Ivar Jenner bersinar malam itu di Stadion Manahan Solo, Selasa (12/9/2023). Satu golnya ikut mengantar Timnas Indonesia U-23 menggulung Turkmenistan 2-0. Satu lagi gol Indonesia dipersembahkan pemuda asal Blora, si pengantin baru Pratama Arhan. Indonesia juara Grup K dan lolos ke putaran final Piala Asia U-23 di Qatar tahun depan.

Ivar tampil dengan footwork lincah, passing-nya akurat, caranya membagi bola jempolan. Tidak heran, dia adalah pemain naturalisasi binaan klub sepakbola Belanda. Dalam tubuhnya mengalir darah Indonesia dari sang nenek yang asal Jember. Itulah ihwal dia membela Merah Putih.

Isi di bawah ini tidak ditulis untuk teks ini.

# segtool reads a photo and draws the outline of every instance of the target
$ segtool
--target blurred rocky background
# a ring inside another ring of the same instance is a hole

Promosi Alarm Bahaya Partai Hijau di Pemilu 2024

Belum setengah tahun Ivar Jenner mengangkat sumpah setia kepada Merah Putih. Tepatnya 22 Mei 2023 silam. Kala itu, bersamaan pula pemain naturalisasi lainnya, Rafael Struick. Selasa malam itu, Ivar, 19 tahun, Rafael, 20 dan Elkan Baggott, juga 20 tahun, menjadi pilar jangkung yang sulit dikalahkan lawan, bersamaan dengan darah muda Merah Putih lainnya, mengangkat panji-panji kebesaran Garuda.

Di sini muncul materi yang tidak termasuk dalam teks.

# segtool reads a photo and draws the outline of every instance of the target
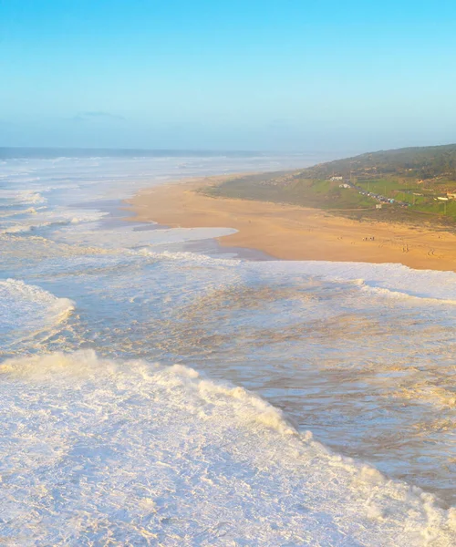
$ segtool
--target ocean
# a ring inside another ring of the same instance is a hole
[[[456,544],[455,274],[125,220],[325,158],[0,152],[4,544]]]

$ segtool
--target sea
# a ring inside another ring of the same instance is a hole
[[[326,159],[0,149],[2,544],[456,544],[456,274],[127,220]]]

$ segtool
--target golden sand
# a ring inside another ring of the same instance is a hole
[[[232,176],[233,177],[233,176]],[[226,177],[145,190],[129,201],[134,220],[168,226],[235,228],[224,246],[258,249],[286,260],[399,263],[456,271],[456,235],[404,224],[358,222],[318,209],[212,198],[197,191]]]

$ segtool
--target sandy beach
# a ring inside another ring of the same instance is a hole
[[[226,178],[154,187],[128,202],[136,221],[234,228],[236,233],[219,238],[222,245],[257,249],[279,259],[397,263],[415,269],[456,271],[452,233],[425,226],[358,222],[293,205],[212,198],[198,191]]]

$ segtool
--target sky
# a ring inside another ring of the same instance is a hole
[[[454,0],[0,0],[0,146],[456,142]]]

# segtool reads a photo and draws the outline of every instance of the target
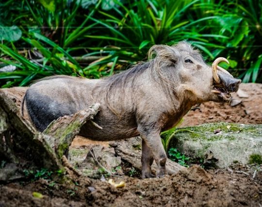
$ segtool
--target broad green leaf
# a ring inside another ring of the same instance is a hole
[[[259,56],[258,60],[255,64],[255,66],[253,68],[253,75],[252,76],[252,81],[253,82],[256,82],[257,78],[258,78],[259,69],[260,69],[260,66],[261,65],[261,63],[262,62],[262,55],[260,55]]]
[[[139,46],[139,50],[147,46],[150,42],[149,40],[144,40]]]
[[[19,40],[21,36],[22,32],[17,26],[5,27],[0,24],[0,40],[16,41]]]
[[[38,1],[49,11],[54,12],[55,11],[55,0],[38,0]]]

Sudah lama Indonesia memainkan pemain naturalisasi. Dari yang awalnya bermain di Liga Indonesia lantas menikah dengan wanita Indonesia, kerasan tinggal di Indonesia, atau sebab lain. Ivar dan Rafael, misalnya, muncul di antaranya karena pencarian bakal oleh PSSI di Benua Biru. Mereka muncul sebagai pemain yang punya darah Indonesia.

Apa yang salah dengan naturalisasi? Tentu tidak ada yang  salah dengan itu. Banyak negara melakukannya. Bahkan Italia saat ini memainkan pemain keturunan Argentina di tim nasionalnya, Mateo Retegui. Italia yang tengah terpuruk berharap tuah Mateo yang negaranya baru saja menjadi juara dunia. Saat menjadi juara dunia terakhir kalinya di tahun 2006, yang terkenal dengan insiden tandukan Zinedine Zidane pada babak final, Italia juga diperkuat pemain asal Argentina, Mauro Camoranesi. Pun demikian dengan Prancis yang saat juara dunia 1998 juga diperkuat bintang berdarah Argentina, David Trezeguet. Negeri jiran Malaysia juga melakukan banyak naturalisasi. Pada satu laga Piala AFF, 4 gol Malaysia semua dicetak pemain “asing”-nya.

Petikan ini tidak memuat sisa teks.